Schofield joined with a group called “inactivists” that he met while marching in a Gay Pride parade. Together they created an advocacy group called the Prohibition of Genital Cutting of Male Minors. The ban would make it illegal to “circumcise, excise, cut or mutilate the whole or any part of the foreskin, testicles, or penis of another person who has not attained the age of 18 years.”
“We would agree with the Jewish religious and legal scholars regarding the practice, and … to my knowledge, there is no compelling medical reason to ban it,” said Ibrahim Ramey, the human civil rights program director at the Muslim American Society Freedom Foundation. “There are religious sensitivities that are involved and the decision to circumcise ought best be left to the parents of the child, and not a political referendum.”
Stern said that the Jewish community has held strategy meetings to diminish the proposal.
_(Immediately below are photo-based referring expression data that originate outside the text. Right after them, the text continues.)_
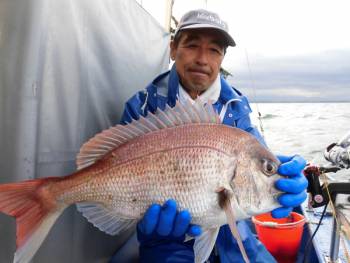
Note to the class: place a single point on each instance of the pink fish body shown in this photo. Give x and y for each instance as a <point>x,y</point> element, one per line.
<point>185,154</point>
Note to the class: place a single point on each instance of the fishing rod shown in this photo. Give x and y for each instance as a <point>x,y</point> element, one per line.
<point>338,154</point>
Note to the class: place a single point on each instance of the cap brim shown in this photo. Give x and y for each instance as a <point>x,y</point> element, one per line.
<point>229,39</point>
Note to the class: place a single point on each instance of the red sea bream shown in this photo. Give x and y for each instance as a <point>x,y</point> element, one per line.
<point>219,173</point>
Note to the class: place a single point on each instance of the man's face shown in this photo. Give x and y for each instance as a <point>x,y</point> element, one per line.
<point>198,57</point>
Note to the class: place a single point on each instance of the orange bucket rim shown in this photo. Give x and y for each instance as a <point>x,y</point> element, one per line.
<point>272,224</point>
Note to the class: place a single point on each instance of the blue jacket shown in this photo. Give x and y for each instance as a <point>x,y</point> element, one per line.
<point>164,90</point>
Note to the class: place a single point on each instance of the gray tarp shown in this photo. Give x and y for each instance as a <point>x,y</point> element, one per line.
<point>66,68</point>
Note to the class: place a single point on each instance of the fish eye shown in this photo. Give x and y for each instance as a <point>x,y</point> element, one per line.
<point>268,167</point>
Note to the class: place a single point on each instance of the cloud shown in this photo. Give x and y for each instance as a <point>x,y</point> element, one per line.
<point>323,76</point>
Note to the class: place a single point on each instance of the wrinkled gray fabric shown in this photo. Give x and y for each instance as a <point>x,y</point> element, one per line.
<point>66,68</point>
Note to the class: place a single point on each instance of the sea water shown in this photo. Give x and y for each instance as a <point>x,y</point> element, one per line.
<point>304,128</point>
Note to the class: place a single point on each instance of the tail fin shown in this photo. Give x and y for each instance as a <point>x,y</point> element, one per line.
<point>35,210</point>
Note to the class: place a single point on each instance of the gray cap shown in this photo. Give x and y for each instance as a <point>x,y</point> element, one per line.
<point>204,19</point>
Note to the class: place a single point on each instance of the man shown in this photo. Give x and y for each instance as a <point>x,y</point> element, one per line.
<point>198,49</point>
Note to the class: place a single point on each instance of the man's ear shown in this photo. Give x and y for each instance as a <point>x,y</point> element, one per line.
<point>172,50</point>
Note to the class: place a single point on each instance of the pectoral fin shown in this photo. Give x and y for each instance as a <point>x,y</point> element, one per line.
<point>204,244</point>
<point>225,203</point>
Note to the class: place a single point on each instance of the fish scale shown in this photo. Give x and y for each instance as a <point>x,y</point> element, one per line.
<point>214,171</point>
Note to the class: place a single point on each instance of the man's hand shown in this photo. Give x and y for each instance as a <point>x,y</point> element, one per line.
<point>165,222</point>
<point>294,185</point>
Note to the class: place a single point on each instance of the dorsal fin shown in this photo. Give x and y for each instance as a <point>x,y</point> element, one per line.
<point>181,114</point>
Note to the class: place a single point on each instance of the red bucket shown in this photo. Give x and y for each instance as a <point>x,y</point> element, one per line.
<point>281,236</point>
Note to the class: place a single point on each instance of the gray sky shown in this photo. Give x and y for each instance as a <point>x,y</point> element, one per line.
<point>290,50</point>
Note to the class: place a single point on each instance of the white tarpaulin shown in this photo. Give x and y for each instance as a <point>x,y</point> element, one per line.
<point>66,68</point>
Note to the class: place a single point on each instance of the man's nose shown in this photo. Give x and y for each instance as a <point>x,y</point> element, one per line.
<point>202,57</point>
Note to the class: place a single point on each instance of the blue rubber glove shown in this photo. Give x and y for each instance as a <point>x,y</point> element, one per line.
<point>294,186</point>
<point>161,234</point>
<point>166,221</point>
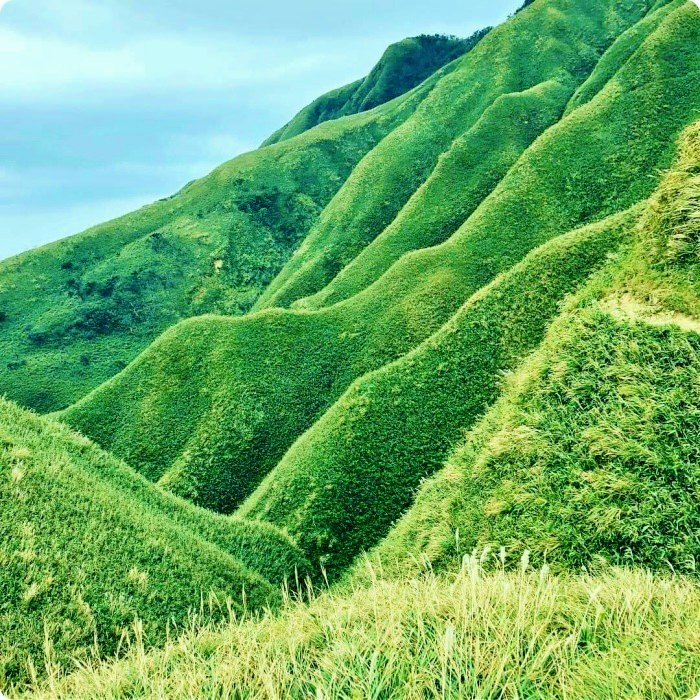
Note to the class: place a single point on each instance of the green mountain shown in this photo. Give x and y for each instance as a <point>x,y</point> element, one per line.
<point>76,312</point>
<point>212,407</point>
<point>87,546</point>
<point>459,332</point>
<point>403,66</point>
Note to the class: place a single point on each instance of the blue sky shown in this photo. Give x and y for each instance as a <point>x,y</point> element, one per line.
<point>106,105</point>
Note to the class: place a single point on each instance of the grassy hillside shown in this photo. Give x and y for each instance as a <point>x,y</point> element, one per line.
<point>560,41</point>
<point>485,355</point>
<point>215,404</point>
<point>403,66</point>
<point>592,453</point>
<point>87,547</point>
<point>342,485</point>
<point>619,635</point>
<point>74,313</point>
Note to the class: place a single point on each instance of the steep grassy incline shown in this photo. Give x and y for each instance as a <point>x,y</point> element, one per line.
<point>87,546</point>
<point>403,66</point>
<point>74,313</point>
<point>593,455</point>
<point>215,403</point>
<point>464,176</point>
<point>592,452</point>
<point>557,40</point>
<point>343,483</point>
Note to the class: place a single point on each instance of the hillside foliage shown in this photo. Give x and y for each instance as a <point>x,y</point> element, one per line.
<point>449,319</point>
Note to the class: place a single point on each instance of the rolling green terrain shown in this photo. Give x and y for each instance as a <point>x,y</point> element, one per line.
<point>76,312</point>
<point>459,332</point>
<point>403,66</point>
<point>213,406</point>
<point>87,546</point>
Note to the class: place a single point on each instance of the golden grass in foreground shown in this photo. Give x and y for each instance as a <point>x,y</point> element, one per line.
<point>623,634</point>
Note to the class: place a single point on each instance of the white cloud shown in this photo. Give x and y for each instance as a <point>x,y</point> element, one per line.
<point>34,68</point>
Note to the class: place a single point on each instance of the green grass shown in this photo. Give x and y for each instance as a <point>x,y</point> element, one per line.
<point>491,358</point>
<point>87,546</point>
<point>591,453</point>
<point>76,312</point>
<point>344,482</point>
<point>622,634</point>
<point>403,66</point>
<point>214,405</point>
<point>559,40</point>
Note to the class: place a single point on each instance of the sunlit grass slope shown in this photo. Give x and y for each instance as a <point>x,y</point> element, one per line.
<point>592,451</point>
<point>87,546</point>
<point>215,403</point>
<point>623,634</point>
<point>403,66</point>
<point>74,313</point>
<point>557,40</point>
<point>342,485</point>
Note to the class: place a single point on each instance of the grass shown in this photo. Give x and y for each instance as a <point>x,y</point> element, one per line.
<point>570,38</point>
<point>591,451</point>
<point>346,480</point>
<point>500,635</point>
<point>87,546</point>
<point>214,405</point>
<point>500,353</point>
<point>76,312</point>
<point>403,66</point>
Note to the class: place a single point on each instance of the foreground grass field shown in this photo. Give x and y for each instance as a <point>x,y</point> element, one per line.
<point>524,635</point>
<point>498,368</point>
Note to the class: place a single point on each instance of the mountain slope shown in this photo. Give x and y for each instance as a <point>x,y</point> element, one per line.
<point>214,405</point>
<point>569,39</point>
<point>592,452</point>
<point>87,546</point>
<point>403,66</point>
<point>74,313</point>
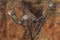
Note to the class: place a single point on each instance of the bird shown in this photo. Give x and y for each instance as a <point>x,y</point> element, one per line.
<point>33,7</point>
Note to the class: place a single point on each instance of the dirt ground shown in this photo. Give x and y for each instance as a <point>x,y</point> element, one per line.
<point>9,30</point>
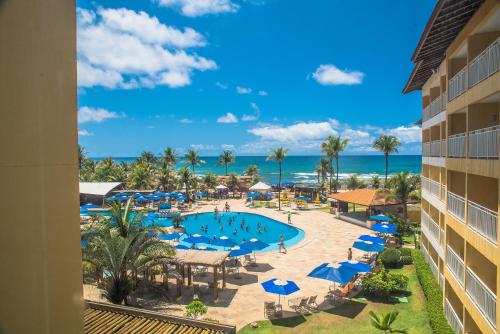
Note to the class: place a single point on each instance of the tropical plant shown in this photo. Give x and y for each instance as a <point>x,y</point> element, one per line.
<point>278,154</point>
<point>338,145</point>
<point>253,171</point>
<point>375,182</point>
<point>233,183</point>
<point>353,182</point>
<point>384,322</point>
<point>226,158</point>
<point>328,147</point>
<point>387,144</point>
<point>195,309</point>
<point>402,190</point>
<point>141,176</point>
<point>192,157</point>
<point>169,157</point>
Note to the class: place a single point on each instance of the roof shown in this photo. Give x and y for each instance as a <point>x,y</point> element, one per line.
<point>100,318</point>
<point>201,257</point>
<point>97,188</point>
<point>366,197</point>
<point>447,20</point>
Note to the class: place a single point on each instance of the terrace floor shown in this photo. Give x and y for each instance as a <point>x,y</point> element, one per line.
<point>242,301</point>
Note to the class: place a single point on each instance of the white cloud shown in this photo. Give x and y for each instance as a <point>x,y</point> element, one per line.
<point>407,134</point>
<point>228,118</point>
<point>221,85</point>
<point>243,90</point>
<point>331,75</point>
<point>96,115</point>
<point>121,48</point>
<point>194,8</point>
<point>255,116</point>
<point>84,133</point>
<point>186,121</point>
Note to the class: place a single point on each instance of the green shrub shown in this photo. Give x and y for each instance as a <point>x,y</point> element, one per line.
<point>406,260</point>
<point>405,251</point>
<point>390,258</point>
<point>384,283</point>
<point>433,294</point>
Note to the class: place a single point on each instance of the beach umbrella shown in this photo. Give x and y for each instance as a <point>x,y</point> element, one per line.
<point>206,248</point>
<point>224,241</point>
<point>356,265</point>
<point>382,218</point>
<point>334,272</point>
<point>254,244</point>
<point>197,239</point>
<point>368,246</point>
<point>372,238</point>
<point>280,287</point>
<point>384,228</point>
<point>169,236</point>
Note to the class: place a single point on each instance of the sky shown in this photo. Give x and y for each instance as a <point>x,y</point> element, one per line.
<point>246,75</point>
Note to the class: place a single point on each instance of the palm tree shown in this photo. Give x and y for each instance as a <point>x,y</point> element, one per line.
<point>233,183</point>
<point>226,158</point>
<point>278,155</point>
<point>328,147</point>
<point>375,182</point>
<point>385,322</point>
<point>141,176</point>
<point>169,157</point>
<point>387,144</point>
<point>402,188</point>
<point>192,157</point>
<point>185,177</point>
<point>339,145</point>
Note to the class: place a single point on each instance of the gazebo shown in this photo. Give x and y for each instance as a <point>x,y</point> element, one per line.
<point>186,259</point>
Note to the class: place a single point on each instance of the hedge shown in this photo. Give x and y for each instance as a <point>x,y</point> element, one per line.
<point>433,294</point>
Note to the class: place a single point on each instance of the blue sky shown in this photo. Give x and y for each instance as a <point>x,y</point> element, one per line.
<point>245,75</point>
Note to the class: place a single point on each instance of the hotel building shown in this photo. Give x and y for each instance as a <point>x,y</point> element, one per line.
<point>457,62</point>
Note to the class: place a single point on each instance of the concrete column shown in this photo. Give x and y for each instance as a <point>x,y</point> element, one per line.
<point>41,280</point>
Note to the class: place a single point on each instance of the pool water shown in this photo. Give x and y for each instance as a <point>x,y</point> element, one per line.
<point>230,224</point>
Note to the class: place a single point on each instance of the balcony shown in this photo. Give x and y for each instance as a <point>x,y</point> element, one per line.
<point>455,264</point>
<point>453,318</point>
<point>485,64</point>
<point>482,296</point>
<point>483,220</point>
<point>484,143</point>
<point>456,145</point>
<point>458,84</point>
<point>456,206</point>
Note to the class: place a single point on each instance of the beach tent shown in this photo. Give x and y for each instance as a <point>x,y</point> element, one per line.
<point>260,187</point>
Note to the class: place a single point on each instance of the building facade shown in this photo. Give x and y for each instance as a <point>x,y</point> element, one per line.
<point>457,63</point>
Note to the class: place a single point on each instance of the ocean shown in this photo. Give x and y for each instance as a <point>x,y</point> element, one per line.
<point>301,168</point>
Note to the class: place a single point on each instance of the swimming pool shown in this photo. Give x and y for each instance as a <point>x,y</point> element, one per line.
<point>231,224</point>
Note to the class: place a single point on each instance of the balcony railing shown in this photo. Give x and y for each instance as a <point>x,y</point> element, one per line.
<point>426,113</point>
<point>426,149</point>
<point>453,318</point>
<point>436,148</point>
<point>456,206</point>
<point>484,143</point>
<point>483,220</point>
<point>482,296</point>
<point>485,64</point>
<point>455,264</point>
<point>458,84</point>
<point>456,145</point>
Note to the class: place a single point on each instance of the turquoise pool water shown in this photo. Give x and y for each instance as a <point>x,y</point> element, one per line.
<point>231,225</point>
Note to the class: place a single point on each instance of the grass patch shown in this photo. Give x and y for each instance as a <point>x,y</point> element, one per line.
<point>353,317</point>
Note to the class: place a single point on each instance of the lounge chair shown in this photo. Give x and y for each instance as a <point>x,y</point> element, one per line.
<point>269,309</point>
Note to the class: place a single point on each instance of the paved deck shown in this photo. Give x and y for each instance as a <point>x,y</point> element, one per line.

“We want to erase the message that anyone else can try to take away a central ritual, practiced for centuries without harm, to make sure no one tries to replicate this,” Stern said.
But with the thousands of supporting signatures, San Francisco is one step closer to making the proposal a reality.
“No medical association promotes circumcision,” said Schofield. “If there was sound and repeated scientific evidence, there’d be a medical association promoting it.”
But Dr. Douglas Diekema, director of education for the Treuman Katz Center for Pediatric Bioethics at Seattle Children’s Hospital, said that the procedure has been shown to reduce the risk of infections.
“Boys who are circumcised have fewer urinary tract infections during infancy,” said Diekema. “These are serious infections that require hospitalization.”
Some data also suggest that circumcision reduces the risk of contracting HIV, HPV and penile cancer.
Santa Monica ban proponents tried to get enough signatures to put it on their city’s ballot but were unsuccessful.